Activity Number:
|
239
- Synthetic Data and Differential Privacy: Data, Privacy and the Public Good
|
Type:
|
Invited
|
Date/Time:
|
Tuesday, August 4, 2020 : 1:00 PM to 2:50 PM
|
Sponsor:
|
Survey Research Methods Section
|
Abstract #308102
|
|
Title:
|
Bayesian Pseudo Posterior Mechanism Under Differential Privacy
|
Author(s):
|
Terrance Savitsky and Matthew Williams* and Jingchen (Monika) Hu
|
Companies:
|
Bureau of Labor Statistics and National Center for Science and Engineering Statistics, National Science Foundation and Vassar College
|
Keywords:
|
Differential privacy;
Pseudo posterior;
Pseudo posterior mechanism;
Synthetic data
|
Abstract:
|
We propose a Bayesian pseudo posterior mechanism to generate record-level synthetic datasets with a Differential privacy (DP) guarantee from any proposed synthesizer model.
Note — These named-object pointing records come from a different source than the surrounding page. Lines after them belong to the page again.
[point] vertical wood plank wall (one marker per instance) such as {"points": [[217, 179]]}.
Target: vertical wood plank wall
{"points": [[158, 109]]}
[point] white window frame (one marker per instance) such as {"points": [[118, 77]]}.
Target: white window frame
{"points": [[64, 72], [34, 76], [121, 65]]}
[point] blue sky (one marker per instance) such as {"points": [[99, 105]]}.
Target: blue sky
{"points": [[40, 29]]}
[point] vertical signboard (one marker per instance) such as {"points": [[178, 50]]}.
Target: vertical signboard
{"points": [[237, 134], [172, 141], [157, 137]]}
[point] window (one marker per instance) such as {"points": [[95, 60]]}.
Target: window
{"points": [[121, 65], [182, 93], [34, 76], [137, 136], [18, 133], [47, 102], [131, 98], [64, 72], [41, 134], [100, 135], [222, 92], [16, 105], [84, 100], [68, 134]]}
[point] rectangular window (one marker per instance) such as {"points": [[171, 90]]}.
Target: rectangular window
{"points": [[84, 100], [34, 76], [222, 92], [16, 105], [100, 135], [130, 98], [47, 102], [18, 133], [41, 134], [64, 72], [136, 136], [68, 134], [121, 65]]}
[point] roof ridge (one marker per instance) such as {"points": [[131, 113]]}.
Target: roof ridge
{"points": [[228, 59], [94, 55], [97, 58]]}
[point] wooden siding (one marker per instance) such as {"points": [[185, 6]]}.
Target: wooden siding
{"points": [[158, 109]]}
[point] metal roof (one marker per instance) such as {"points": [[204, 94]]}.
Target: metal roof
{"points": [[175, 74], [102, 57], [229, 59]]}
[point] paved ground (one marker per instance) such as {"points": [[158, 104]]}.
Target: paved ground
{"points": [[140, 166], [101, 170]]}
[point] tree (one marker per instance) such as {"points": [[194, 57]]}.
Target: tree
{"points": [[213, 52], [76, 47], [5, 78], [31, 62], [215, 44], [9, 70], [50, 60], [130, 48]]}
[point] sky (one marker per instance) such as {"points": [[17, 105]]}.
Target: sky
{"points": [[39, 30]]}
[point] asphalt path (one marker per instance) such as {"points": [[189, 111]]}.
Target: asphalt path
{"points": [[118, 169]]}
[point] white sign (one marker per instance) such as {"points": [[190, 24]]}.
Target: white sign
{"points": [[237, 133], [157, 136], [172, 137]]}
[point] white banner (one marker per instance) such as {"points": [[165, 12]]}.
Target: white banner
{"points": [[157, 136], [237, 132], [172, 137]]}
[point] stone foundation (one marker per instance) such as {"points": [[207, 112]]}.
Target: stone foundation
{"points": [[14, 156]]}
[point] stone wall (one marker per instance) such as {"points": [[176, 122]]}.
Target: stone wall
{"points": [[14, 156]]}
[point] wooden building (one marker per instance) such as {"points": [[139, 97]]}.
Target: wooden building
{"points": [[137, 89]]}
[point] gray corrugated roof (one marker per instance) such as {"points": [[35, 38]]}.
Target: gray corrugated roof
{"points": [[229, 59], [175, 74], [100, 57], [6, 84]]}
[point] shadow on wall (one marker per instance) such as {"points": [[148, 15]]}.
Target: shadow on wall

The pseudo posterior mechanism employs a data record-indexed, risk-based weight vector with weights to surgically downweight high-risk records for the generation and release of record-level synthetic data. The pseudo posterior synthesizer constructs weights using Lipschitz bounds for the log-likelihood for each data record, which provides a practical, general formulation for using weights based on record-level sensitivities that we show achieves dramatic improvements in the DP guarantee as compared to the unweighted, non-private synthesizer. We demonstrate using the Consumer Expenditure Surveys (CE) dataset for family income, published by the U.S. Bureau of Labor Statistics. We show that utility is better preserved for our pseudo posterior mechanism as compared to the exponential mechanism (EM) estimated on the same non-private synthesizer.
|
Authors who are presenting talks have a * after their name.